I’ve completely gone to tea. This leads to many problems in the Midwest:
a) Nobody serves fast tea, I mean, no fast-food places have hot tea
b) If a restaurant has tea, it’s usually Lipton tea bags, or Earl Grey
c) To make tea at work, I have to boil water in a microwave, and unless I bring in a pot, which I just might consider, I can only make one mug at a time
Okay, these are not major complaints, but just an indication that if you go against the grain in your culture, you’re in for a lot of work and inconvenience.
At home, we’re all set. Jane’s sister gave us a wonderful cast iron pot with a removable basket for the leaves. At the apartment, Jane gave me a snazzy glass pot, again with the built-in basket. I found a nice whistling teapot for heating the water, so most mornings, the tea whistle cheers things up.
At the mall, where I’m doing taxes nearly every day, there’s an immense food court, and only one place serves hot tea. I guess I should be happy there’s one.
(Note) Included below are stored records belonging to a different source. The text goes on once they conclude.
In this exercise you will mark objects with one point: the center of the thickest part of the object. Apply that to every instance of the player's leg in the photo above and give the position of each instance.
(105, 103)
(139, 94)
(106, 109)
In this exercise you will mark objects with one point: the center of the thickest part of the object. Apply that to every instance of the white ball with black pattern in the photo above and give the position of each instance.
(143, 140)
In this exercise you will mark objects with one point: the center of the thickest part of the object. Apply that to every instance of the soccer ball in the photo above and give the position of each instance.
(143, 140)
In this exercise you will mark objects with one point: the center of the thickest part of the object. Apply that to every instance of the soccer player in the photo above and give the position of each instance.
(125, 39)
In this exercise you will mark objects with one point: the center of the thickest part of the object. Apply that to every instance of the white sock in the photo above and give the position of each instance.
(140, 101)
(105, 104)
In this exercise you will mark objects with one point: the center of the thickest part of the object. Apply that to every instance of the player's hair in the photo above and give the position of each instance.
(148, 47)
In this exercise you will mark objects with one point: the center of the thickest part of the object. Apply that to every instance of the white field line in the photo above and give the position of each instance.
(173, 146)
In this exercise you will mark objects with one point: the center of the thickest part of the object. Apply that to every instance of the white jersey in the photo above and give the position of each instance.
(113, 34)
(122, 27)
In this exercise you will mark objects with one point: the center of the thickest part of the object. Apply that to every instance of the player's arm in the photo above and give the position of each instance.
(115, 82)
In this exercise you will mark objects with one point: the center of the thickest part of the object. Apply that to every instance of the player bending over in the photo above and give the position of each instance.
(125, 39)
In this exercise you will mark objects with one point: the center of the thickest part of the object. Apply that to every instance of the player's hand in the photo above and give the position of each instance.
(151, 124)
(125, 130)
Probably the place most Americans have tried tea is at Chinese restaurants. That particular blend is very drinkable, but I never thought to look for it. But I have begun scouting every grocery I can for their tea choices, and what to my wondering eyes should appear but “Chinese Restaurant Tea” at Copp’s. It’s only in bags, so I’m still in search of bulk leaves, but now I’ve got that great taste available.
I could write a lot more about tea, but I see some of you nodding off. Okay, set of the firecrackers — it’s Chinese New Year!